Posted on

Virtual Edessa

Did you ever wonder how Eusebius felt when he first walked into the archives of Edessa?

I felt something similar when I surfed over to Archive.org last week. I hadn’t been there in quite a while, and in the meantime its keepers (I imagine rows of monks in a high-tech scriptorium) had amassed volumes of wonderful patristic titles. Some of it’s in PDF images and some in PDF text.

Check out The First Age of Christianity and the Church by the controversial nineteenth-century theologian Johann Joseph Ignaz von Dollinger. It takes some time to download, but it’s worth the wait. Dollinger weighed in on the losing side of the infallibility debate, but resisted the temptation to join the schismatics, as many of his friends had done. Perhaps he was saved by his profound knowledge of history.

One of the great, but forgotten achievements of the Oxford Movement was Thomas W. Allies’ multi-volume history of the Church, The Formation of Christendom, which Archive.org has posted in its entirety.

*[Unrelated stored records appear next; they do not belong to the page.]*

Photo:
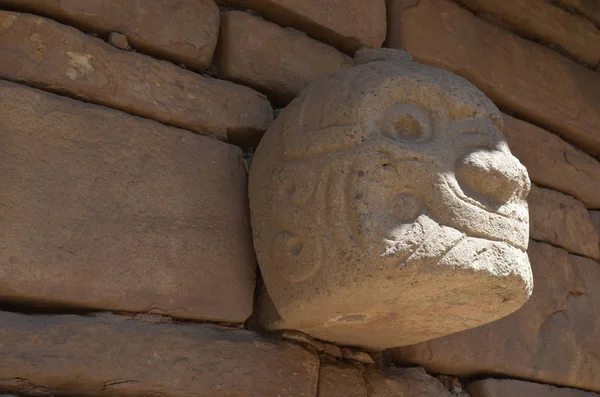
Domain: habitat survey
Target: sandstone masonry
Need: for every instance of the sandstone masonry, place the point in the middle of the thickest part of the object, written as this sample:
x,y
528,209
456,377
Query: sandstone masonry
x,y
104,210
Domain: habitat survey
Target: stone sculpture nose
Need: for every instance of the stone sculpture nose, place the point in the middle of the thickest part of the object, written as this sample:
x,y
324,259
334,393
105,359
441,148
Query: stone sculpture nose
x,y
491,176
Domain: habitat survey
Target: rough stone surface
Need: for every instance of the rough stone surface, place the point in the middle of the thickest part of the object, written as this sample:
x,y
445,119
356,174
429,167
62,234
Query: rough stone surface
x,y
118,40
378,193
182,31
551,90
41,52
111,355
345,24
588,8
552,339
517,388
562,221
545,22
552,162
106,210
341,380
413,382
276,61
595,217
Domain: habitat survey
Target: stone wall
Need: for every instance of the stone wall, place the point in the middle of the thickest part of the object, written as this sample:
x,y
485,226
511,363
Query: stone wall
x,y
127,129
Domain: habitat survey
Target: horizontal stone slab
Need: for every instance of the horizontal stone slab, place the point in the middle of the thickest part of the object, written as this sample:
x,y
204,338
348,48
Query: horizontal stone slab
x,y
108,355
552,339
345,380
345,24
58,58
183,31
531,80
552,162
105,210
276,61
517,388
563,221
589,9
545,22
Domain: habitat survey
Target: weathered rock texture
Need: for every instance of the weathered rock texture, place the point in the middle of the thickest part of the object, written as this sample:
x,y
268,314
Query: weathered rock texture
x,y
589,8
343,380
41,52
552,162
105,210
345,24
183,31
117,355
277,61
517,74
543,21
516,388
378,193
552,339
563,221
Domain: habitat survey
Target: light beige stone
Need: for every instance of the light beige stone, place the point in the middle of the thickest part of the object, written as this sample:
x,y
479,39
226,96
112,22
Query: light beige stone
x,y
182,31
384,192
108,355
345,24
58,58
552,162
517,388
341,380
562,221
413,382
589,8
544,22
276,61
552,339
105,210
533,81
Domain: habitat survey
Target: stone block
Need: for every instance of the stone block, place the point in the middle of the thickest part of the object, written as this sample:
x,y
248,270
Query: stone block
x,y
412,382
182,31
532,81
345,24
552,162
562,221
40,52
552,339
105,210
384,192
341,380
108,355
589,9
544,22
276,61
517,388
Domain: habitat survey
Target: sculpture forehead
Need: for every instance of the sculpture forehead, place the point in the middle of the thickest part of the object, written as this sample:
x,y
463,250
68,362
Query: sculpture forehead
x,y
355,98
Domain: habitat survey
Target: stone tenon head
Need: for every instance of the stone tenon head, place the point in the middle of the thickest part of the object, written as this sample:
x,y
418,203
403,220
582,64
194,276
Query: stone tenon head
x,y
387,208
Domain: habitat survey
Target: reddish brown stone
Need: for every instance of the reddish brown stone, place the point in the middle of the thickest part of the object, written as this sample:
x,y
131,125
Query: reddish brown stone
x,y
341,380
58,58
552,339
183,31
552,162
108,355
105,210
345,24
545,22
277,61
589,8
533,81
562,221
517,388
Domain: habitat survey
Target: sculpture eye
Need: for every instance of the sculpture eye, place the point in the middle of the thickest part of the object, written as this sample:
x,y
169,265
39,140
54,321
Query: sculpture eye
x,y
406,123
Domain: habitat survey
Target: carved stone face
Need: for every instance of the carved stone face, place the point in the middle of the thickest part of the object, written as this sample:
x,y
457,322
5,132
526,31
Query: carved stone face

Allies, an Anglican clergyman, swam the Tiber (i.e., converted to Roman Catholicism) in 1850, at great personal and professional cost. It was after his conversion that he wrote his massive historical work.

Thomas Allies’ daughter (and biographer), Mary H. Allies, appears on Archive.org for her 1898 translation of St. John Damascene on Holy Images. The volume also includes St. John’s three sermons on the dormition. (You can read her encyclopedia entry on her dad here.)

There’s more in the Archive, but I’ve spent too much time in Edessa. Time to get back to the inkwell.